Historic Districts


Eldora's beginnings go back to 1850 and, of course, the discovery of gold. In 1875 the Fourth of July mine was opened eight miles to the west, and 14 years later 1,200 people thrived in the community. There were two other mining camps close by: Hessie, two miles west of Eldora, and Sulfide Flats, a mile below Eldora. The Hessie townsite remains today. Eldora also was on the "Switzerland Trail" railroad line, and for 16 years, starting in 1904, the 'little engine that could' (now in Boulder's Central Park) brought tourists to the community.

Eldora was originally named Happy Valley after the Happy Valley placer mine that opened in the 1890s. Later, it became known as Eldorado Camp, but this caused confusion with a camp of the same name in California, so the US Post Office changed the original name, Eldorado, to Eldora.
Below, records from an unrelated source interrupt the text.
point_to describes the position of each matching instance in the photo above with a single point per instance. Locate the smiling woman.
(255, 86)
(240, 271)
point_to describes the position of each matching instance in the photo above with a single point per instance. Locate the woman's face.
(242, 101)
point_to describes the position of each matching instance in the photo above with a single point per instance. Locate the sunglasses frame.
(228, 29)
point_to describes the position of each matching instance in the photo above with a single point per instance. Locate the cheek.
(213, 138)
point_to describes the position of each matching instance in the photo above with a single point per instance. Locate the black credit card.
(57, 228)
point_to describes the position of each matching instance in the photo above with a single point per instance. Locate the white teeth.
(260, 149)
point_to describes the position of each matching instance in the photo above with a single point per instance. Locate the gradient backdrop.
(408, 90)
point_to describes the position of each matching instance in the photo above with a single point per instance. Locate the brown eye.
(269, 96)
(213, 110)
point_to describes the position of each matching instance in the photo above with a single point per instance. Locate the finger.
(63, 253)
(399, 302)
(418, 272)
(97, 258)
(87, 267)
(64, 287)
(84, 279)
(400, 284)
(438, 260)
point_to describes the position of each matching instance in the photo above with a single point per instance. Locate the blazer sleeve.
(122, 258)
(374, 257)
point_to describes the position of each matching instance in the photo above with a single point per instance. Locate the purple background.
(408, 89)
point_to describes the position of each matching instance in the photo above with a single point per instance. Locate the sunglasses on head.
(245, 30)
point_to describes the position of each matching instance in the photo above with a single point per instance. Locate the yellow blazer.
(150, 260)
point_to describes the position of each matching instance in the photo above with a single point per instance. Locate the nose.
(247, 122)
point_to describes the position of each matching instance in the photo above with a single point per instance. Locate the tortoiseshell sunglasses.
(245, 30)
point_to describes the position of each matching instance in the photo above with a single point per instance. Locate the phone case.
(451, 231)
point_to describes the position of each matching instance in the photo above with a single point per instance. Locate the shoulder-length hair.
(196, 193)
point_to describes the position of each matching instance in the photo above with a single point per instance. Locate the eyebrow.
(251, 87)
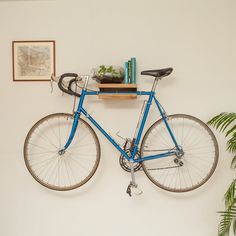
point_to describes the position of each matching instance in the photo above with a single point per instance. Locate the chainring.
(125, 164)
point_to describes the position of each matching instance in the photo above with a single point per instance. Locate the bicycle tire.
(65, 171)
(200, 157)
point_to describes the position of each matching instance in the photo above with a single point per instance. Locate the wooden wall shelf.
(116, 89)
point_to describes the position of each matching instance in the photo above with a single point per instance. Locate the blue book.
(129, 72)
(126, 67)
(133, 70)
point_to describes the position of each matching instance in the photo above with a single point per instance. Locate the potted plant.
(226, 123)
(108, 74)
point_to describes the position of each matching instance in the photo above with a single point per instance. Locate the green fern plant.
(226, 123)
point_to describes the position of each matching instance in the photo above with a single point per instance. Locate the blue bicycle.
(178, 153)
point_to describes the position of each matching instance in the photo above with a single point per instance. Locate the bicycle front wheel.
(194, 167)
(52, 168)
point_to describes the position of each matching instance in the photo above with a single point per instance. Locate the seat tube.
(140, 131)
(166, 123)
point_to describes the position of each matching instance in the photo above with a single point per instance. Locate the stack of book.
(130, 71)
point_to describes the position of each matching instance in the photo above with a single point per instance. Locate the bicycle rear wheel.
(67, 170)
(194, 168)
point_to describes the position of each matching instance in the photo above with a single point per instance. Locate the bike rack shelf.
(116, 89)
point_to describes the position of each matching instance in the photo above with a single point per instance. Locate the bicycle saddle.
(158, 73)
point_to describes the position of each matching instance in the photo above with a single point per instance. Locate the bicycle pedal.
(133, 188)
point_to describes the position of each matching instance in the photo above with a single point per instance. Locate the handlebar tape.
(68, 90)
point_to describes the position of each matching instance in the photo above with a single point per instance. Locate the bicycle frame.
(151, 97)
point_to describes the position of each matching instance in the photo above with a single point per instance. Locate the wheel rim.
(194, 168)
(61, 170)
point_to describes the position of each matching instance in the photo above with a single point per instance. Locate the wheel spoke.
(200, 153)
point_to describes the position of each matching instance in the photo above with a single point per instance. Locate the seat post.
(155, 84)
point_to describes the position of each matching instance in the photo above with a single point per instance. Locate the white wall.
(196, 38)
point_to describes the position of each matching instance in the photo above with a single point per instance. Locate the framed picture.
(33, 60)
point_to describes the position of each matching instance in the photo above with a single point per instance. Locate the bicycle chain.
(160, 168)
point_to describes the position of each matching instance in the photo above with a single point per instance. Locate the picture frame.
(33, 60)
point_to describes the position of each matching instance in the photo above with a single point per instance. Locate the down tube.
(105, 134)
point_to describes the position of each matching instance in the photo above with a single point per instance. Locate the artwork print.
(33, 60)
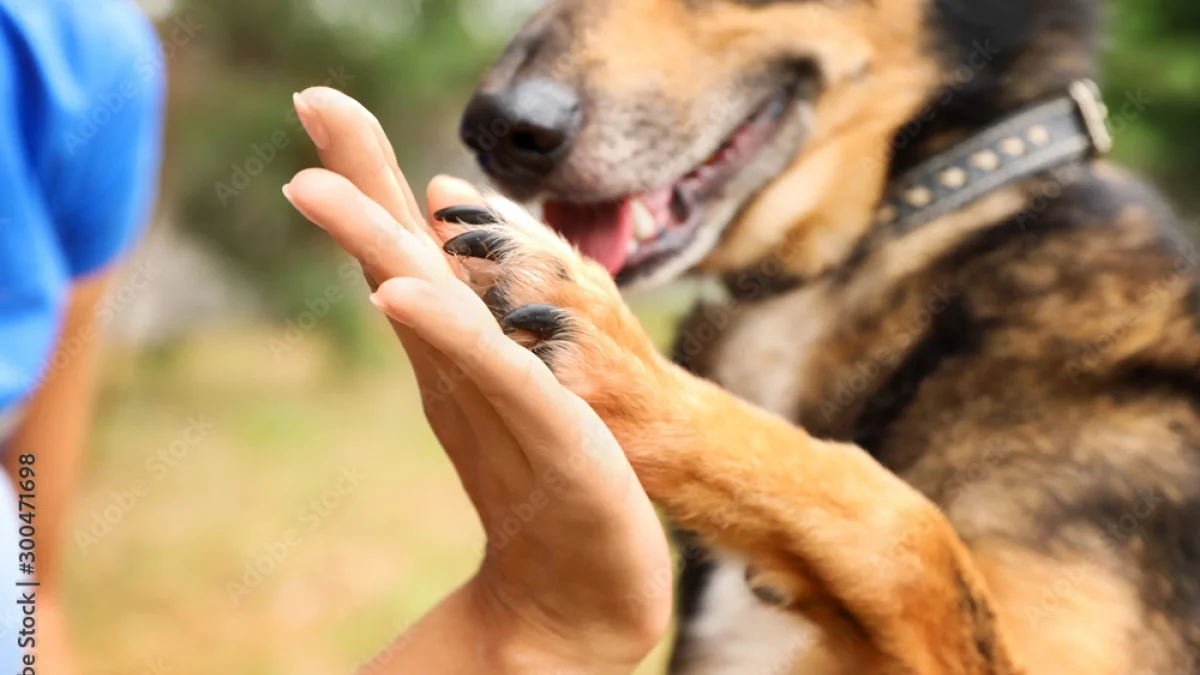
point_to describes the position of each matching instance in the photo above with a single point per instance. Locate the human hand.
(577, 573)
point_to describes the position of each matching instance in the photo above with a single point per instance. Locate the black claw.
(477, 244)
(544, 321)
(467, 215)
(497, 300)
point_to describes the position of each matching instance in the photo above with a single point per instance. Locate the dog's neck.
(969, 167)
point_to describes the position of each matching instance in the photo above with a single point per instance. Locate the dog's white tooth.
(645, 227)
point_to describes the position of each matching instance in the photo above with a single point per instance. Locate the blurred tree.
(1152, 84)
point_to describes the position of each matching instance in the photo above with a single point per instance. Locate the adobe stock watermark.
(262, 155)
(276, 550)
(120, 502)
(147, 71)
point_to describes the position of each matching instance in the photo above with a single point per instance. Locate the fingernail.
(311, 121)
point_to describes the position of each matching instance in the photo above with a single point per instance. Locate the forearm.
(54, 429)
(463, 635)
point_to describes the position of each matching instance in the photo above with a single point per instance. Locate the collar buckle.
(1095, 113)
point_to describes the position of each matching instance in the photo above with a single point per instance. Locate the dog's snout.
(522, 132)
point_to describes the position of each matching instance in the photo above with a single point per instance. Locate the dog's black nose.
(521, 133)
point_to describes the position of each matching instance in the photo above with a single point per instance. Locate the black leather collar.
(1043, 136)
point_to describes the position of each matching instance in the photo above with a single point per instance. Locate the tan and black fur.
(975, 448)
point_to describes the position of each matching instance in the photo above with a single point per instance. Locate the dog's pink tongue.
(601, 231)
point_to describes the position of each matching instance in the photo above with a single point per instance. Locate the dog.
(945, 414)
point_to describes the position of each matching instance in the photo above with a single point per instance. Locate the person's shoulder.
(87, 48)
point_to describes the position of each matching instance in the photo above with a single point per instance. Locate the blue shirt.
(81, 124)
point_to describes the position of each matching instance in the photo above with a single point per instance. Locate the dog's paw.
(559, 304)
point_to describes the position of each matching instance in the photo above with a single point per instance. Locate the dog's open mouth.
(639, 232)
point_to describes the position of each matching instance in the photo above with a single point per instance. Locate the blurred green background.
(263, 495)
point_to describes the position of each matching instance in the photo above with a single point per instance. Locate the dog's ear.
(969, 25)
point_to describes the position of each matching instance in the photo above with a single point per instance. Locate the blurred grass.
(221, 453)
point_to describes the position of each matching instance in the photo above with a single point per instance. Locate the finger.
(352, 143)
(369, 233)
(364, 228)
(541, 414)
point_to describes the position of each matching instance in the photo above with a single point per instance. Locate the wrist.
(517, 645)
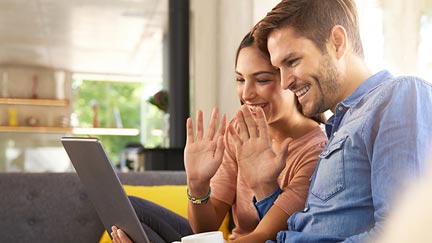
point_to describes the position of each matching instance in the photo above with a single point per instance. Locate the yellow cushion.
(164, 195)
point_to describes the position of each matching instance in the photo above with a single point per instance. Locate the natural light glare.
(371, 32)
(425, 49)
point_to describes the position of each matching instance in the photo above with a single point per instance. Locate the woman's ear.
(338, 40)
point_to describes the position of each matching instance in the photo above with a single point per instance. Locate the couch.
(53, 207)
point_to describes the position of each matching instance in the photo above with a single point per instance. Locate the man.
(378, 135)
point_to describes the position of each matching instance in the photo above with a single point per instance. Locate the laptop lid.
(103, 186)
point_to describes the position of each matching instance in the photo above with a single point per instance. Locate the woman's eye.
(263, 80)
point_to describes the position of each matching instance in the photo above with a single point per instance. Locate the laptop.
(103, 187)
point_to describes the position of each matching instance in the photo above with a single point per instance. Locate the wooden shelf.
(36, 129)
(40, 102)
(106, 131)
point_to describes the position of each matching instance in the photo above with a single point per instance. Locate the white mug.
(207, 237)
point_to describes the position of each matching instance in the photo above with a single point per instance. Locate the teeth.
(302, 91)
(253, 107)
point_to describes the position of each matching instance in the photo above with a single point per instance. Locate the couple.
(377, 137)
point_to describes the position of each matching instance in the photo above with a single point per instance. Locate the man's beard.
(328, 83)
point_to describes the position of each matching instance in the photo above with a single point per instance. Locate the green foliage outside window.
(126, 96)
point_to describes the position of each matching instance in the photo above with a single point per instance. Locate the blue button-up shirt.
(378, 140)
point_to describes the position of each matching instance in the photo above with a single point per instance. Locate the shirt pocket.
(330, 175)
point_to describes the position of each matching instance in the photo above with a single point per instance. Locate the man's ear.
(338, 40)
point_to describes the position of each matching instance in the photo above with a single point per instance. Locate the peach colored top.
(293, 180)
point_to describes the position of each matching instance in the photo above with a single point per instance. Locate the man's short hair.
(313, 19)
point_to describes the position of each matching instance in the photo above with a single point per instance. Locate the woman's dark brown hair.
(248, 41)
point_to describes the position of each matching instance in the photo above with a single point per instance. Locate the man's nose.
(287, 79)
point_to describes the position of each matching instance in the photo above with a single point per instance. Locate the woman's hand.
(203, 153)
(258, 164)
(119, 236)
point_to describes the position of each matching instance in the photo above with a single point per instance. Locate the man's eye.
(293, 62)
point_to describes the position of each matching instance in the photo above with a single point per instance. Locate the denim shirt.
(378, 139)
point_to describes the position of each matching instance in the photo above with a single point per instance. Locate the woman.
(228, 171)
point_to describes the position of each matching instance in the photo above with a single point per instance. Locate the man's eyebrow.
(256, 73)
(287, 57)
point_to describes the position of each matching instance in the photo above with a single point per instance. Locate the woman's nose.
(249, 91)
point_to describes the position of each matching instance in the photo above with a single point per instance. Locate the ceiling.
(121, 37)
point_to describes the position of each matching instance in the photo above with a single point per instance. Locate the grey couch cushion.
(53, 207)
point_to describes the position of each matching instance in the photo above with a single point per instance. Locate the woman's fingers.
(212, 125)
(262, 125)
(250, 121)
(189, 131)
(199, 125)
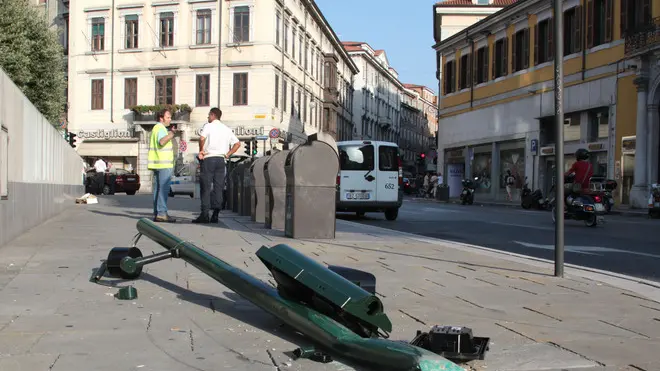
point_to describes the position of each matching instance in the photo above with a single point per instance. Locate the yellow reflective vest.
(160, 157)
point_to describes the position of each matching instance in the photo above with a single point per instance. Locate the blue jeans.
(161, 187)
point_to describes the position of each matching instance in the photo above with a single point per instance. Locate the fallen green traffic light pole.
(343, 319)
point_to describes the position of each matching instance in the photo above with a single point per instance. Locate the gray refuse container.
(246, 191)
(230, 189)
(275, 190)
(258, 202)
(311, 176)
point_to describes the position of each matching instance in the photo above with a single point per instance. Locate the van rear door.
(356, 166)
(387, 174)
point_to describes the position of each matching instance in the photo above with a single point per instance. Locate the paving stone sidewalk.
(617, 210)
(53, 318)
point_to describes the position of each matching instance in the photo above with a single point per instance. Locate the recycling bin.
(258, 202)
(275, 190)
(311, 175)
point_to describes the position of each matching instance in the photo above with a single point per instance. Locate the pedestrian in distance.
(510, 181)
(161, 163)
(217, 143)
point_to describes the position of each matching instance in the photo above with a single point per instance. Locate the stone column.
(639, 192)
(495, 171)
(653, 122)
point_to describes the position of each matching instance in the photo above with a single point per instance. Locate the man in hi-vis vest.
(161, 163)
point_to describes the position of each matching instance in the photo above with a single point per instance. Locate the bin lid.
(314, 164)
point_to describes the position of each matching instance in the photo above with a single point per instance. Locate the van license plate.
(358, 196)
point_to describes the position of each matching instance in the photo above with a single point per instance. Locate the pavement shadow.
(436, 259)
(244, 311)
(234, 306)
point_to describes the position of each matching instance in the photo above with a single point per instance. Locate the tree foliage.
(31, 54)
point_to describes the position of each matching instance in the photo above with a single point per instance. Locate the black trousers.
(211, 183)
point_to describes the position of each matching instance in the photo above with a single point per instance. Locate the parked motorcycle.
(467, 195)
(529, 199)
(606, 188)
(585, 207)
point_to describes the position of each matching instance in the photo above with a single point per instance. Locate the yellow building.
(496, 105)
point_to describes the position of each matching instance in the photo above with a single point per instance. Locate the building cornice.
(473, 10)
(334, 40)
(373, 61)
(504, 16)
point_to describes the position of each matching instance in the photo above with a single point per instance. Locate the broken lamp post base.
(335, 307)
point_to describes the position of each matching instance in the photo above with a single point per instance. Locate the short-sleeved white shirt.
(219, 139)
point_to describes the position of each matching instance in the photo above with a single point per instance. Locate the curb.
(626, 213)
(640, 286)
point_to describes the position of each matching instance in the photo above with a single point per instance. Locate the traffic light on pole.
(72, 140)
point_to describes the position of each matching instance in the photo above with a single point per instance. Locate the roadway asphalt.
(623, 245)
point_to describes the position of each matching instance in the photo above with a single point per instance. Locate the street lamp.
(559, 146)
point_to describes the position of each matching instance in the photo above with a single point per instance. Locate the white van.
(370, 177)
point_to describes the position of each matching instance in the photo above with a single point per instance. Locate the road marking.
(589, 250)
(523, 226)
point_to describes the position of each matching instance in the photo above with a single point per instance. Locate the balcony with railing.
(643, 38)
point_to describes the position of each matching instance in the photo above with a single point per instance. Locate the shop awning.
(108, 149)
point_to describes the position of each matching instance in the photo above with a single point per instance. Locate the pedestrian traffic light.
(72, 140)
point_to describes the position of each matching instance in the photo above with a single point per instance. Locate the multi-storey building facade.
(429, 104)
(496, 106)
(413, 140)
(640, 26)
(378, 94)
(453, 16)
(267, 64)
(418, 128)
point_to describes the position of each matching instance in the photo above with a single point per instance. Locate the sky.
(404, 29)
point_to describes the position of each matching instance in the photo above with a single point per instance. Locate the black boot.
(203, 218)
(214, 217)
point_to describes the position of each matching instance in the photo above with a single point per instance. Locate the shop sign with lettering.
(105, 134)
(242, 131)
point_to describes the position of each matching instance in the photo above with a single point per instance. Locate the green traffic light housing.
(72, 140)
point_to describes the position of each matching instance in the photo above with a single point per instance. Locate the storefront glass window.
(481, 166)
(514, 160)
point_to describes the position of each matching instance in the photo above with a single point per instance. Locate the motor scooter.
(586, 207)
(529, 199)
(467, 195)
(606, 188)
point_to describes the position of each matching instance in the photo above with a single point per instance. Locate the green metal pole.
(333, 337)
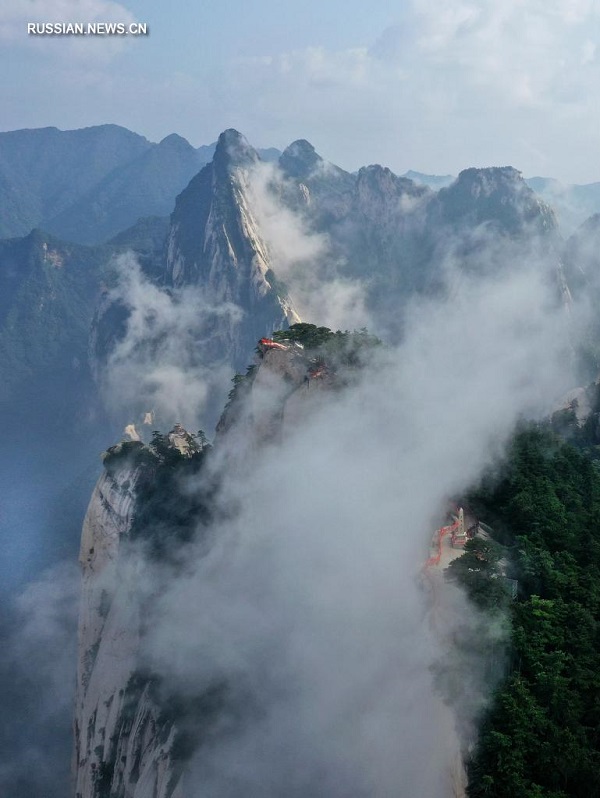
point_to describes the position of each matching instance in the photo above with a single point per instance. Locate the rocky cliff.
(121, 748)
(215, 242)
(132, 738)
Today, Ward remains much as it was during its heyday when it was one of the richest gold mining towns in the country. Many of the old buildings are still intact, though it suffered a series of devastating fires just before World War I. Old mine dumps and scars on the surrounding hillsides are testimony to how hard miners worked looking for gold.

Calvin M. Ward made the first mining claim in the area in 1860. By 1892, the town had a weekly newspaper, a 15-piece band, and a school. Ward's most famous citizens were Horace Tabor, his wife Baby Doe and their daughters, Lilly and Silver Dollar. The family lived in Ward from 1897 to 1898 while Tabor worked the Eclipse mine north of town.

Central City

In Central City, you can see the famous Central City Opera House, built in 1878 by Cornish and Welsh miners. Tosca, The Barber of Seville and The Crucible, all sung in English, are just a sample of the high quality offerings of this historic theater.

Next to the Opera House, the Teller House serves as a living museum of Victorian artifacts and furniture once belonging to Governor John Evans and Baby Doe Tabor. It is also the site of the famous ŅFace on the Barroom FloorÓ immortalized in Hugh Antoine D'Arcy's poem of the same name.

Many of Central City and Black Hawk's streets were built on rock walls that were erected without mortar by the Cornish and Welsh miners. You can still see some of these walls today.

Above Central City are the cemeteries, and several times a year, the Gilpin County Historical Society provides ghostly tours, called Cemetery Crawls, complete with spirits from the past who tell stories about their lives.

Today, like its sister city Black Hawk, it continues to survive as a mixture of its mining past and town devoted to casino gambling.